For author Gary Howard, the issues and passions that sparked the writing of the First Edition of this now classic work are as intense today as they were then. In the Third Edition, Howard reviews the progress we have made in the interim (for example, the first Black president in the White House), as well as the lack of progress (the gutting of the 1965 Voting Rights Act, the epidemic of Black youth killed by police, and the persistence of race-based educational disparities). Making a case for the "fierce urgency of now," this new edition deepens the discussion of race and social justice in education with new and updated material. Aligned with our nation's ever more diverse student population, it speaks to what good teachers know, what they do, and how they embrace culturally responsive teaching. This essential text is widely used in teacher preparation courses and for in-service professional development.

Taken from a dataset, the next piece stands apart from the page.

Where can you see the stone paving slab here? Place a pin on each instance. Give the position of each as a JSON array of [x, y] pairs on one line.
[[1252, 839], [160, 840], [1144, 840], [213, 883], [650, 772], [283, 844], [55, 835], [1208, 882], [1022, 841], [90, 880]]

New for the Third Edition:
- A revised Introduction that places the book in the context of the 50th anniversary of the 1963 march on Washington.
- An updated analysis of White social dominance, bringing in Critical Race Theory and reflecting on the racist reaction to the election of our first Black President.
- More detail to the White Identity Orientations model, bringing in the personal life experiences of several contemporary White racial-justice activists.
- A new section, "The Whiteness of School Reform," demonstrating how White social dominance drives much of the corporate school reform movement.
- A richer discussion of the seven principles for Culturally Responsive Teaching, drawing lessons from the author's transformative work with school districts throughout the country.
- An expanded Reflection and Discussion Guide authored by two educators who have been using the book in professional development sessions for many years.
This third edition of We Can't Teach What We Don't Know: White Teachers, Multiracial Schools, does an excellent job of providing a road map for white teachers to explore, discover, and critique the historical legacies of their identities.
--Teachers College Record
The book provides ample opportunities for White teachers to reflect on their own racial identities and consider the role of race in the classroom.